Bronk’s tour of the applicability of Romantic philosophy to modern economics spans the micro decisions of utility and profit-seeking players to such broader issues as globalization and the nature of capitalism in all its guises, culminating in his description of the practical application of Romanticism to economic research. In a section titled “Romantic Pointers to Best Research Practice,” Bronk describes four such research avenues. Before briefly describing those pointers, though, one must remark on the hedging quality of the language Bronk employs to make his case. He tells us that the procedural approaches he is about to outline “seem to flow from the Romanticism-inspired analysis on the nature of imagination,” and that these approaches “may succeed in helping economists and other social scientists” (276-277). On the one hand, “seem” and “may” don’t inspire much confidence; after spending many well-reasoned pages making his case, one might expect a bit more certainty. On the other hand, those words reflect Bronk’s careful reasoning and proper humility about the task he has accepted. Indeed, he is recommending a line of research that is so radical as to require a book-length manifesto to rationalize. Neo-romantic economics (if Bronk will agree to the phrase) is so new as to be untested, and Bronk – like a good rational scientist – is right to withhold certainty until after the work is done.

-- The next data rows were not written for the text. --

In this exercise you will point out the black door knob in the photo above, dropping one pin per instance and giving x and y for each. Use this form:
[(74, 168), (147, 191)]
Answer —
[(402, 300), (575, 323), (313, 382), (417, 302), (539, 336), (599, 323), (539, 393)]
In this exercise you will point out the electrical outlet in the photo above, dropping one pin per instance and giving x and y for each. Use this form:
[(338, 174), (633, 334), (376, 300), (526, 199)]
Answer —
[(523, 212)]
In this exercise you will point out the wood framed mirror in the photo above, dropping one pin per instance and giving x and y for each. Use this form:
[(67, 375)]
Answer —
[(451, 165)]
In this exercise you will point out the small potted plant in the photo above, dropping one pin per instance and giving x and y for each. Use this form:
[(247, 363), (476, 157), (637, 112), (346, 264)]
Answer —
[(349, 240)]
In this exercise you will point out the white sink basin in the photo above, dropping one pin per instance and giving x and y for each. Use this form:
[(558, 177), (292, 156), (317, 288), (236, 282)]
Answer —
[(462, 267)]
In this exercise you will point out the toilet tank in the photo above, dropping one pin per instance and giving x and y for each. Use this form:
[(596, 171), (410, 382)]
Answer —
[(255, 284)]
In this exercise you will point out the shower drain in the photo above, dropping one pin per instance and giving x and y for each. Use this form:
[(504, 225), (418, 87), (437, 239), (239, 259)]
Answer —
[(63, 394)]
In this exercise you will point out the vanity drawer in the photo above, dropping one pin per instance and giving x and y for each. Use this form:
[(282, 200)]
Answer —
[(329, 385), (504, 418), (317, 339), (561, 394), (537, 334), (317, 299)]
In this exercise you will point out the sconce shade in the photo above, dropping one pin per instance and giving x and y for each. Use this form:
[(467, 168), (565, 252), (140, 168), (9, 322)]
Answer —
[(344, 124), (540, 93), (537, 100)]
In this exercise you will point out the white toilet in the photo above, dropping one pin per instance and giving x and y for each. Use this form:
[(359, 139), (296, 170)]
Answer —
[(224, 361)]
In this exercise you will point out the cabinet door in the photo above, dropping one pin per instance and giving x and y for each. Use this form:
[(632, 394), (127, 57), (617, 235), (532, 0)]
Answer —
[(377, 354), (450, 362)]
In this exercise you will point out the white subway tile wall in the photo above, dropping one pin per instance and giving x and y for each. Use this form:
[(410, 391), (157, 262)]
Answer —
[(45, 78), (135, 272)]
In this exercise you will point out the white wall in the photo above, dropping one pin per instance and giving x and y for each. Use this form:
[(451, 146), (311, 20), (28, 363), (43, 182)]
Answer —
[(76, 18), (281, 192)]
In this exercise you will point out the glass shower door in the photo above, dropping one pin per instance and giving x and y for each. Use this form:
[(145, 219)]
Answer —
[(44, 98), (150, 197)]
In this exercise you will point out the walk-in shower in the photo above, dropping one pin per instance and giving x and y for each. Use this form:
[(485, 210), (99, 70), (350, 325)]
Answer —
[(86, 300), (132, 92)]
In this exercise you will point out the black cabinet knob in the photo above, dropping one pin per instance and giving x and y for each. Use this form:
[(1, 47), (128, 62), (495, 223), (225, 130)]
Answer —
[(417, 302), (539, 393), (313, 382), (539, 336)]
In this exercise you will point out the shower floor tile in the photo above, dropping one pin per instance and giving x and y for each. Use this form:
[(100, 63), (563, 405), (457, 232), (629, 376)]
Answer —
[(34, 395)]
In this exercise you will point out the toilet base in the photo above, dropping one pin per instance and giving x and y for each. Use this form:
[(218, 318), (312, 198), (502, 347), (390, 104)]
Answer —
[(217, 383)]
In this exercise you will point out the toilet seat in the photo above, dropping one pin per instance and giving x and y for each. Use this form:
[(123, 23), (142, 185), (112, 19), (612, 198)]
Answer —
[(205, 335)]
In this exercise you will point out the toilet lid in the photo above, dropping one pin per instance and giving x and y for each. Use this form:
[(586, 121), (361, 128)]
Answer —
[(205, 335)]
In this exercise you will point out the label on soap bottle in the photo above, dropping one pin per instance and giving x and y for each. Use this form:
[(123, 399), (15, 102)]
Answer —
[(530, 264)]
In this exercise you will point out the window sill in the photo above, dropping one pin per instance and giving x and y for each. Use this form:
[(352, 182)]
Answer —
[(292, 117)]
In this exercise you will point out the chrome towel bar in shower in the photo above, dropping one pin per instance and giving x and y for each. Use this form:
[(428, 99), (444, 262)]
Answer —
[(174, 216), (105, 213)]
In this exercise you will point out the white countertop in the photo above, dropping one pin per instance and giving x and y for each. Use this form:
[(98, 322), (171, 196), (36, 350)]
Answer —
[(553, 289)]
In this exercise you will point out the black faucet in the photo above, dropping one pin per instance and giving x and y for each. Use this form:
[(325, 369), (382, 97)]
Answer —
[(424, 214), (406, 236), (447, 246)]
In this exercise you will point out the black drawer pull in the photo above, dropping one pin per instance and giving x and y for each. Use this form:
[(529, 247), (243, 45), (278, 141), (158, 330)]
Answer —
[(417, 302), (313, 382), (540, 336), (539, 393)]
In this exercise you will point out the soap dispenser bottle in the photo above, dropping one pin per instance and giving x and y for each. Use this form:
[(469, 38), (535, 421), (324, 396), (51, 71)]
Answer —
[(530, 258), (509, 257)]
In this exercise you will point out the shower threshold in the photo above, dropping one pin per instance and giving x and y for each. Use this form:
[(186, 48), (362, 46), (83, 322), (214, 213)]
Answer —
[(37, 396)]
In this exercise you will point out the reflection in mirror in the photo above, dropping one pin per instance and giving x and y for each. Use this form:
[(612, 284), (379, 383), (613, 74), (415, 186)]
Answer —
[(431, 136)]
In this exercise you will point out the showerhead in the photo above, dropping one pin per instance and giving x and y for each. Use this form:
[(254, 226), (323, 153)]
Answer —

As to those pointers for research practice, they are: analytical negative capability (enforcing oneself to doubt one’s own beliefs or priors); multi-paradigm scan of research problems and questions (to detach oneself from a preferred paradigmatic theoretical approach); disciplined eclecticism: choice of theory driven by nature of problem (in the end, we have to choose a theoretical approach, and we should do this by focusing on a problem, not on a favored theory); and finally, the post-analytical audit (what did your research approach fail to capture?). Consideration of these pointers reminds the reader of two key purposes of The Romantic Economist, namely, to remind social scientists that their design of research projects and their observation of data is shaped by their priors (including language and metaphor), and to suggest methodologies to inspire a reassessment of those ex ante assumptions so that ex post data can reveal new insights. “I have argued that there is an important role for multi-perspective scans of data at the initial problem-definition phase of research, combined with disciplined eclecticism designed to ensure that the choice of theory or model is driven by this initial assessment of the problem” (288). In other words, think differently, but be disciplined about it.

This book will enlighten students and scholars of literature, and will provide useful instruction in the history of economic thought. Many of those who live on the other side of C.P. Snow’s divide, though, will leave Bronk’s book with their skepticism intact. Regardless, they too would benefit from considering his notion of infusing Romantic-era literary philosophies into modern economic problem-solving. And many readers will be impressed, if not a little thrilled, by Bronk’s intellectual dexterity; to wade confidently in the waters of literature and economics is more than a little impressive. If Bronk does nothing more than encourage the convergence of these two worlds, then his book is of great value. Claude Osteen and others have written in recent years about a theoretical phenomenon known as “new economic criticism” (see Osteen’s The Economy of Ulysses [Syracuse UP, 1995]), and some economists have been dabbling in the field of literature, especially as means to highlight and describe the influence of economic ideas in storytelling (see Michael Watts’ The Literary Book of Economics [Intercollegiate Studies Inst., 2003]). Bronk’s book adds another layer to this literary/economic convergence. And while it is difficult to imagine that we will one day find ourselves with a branch of the dismal science known as Romantic Economics, that doesn’t mean the Romantics don’t have something useful to add. The Romantic Economist reminds us of the important contributions of these thinkers and their continued relevance.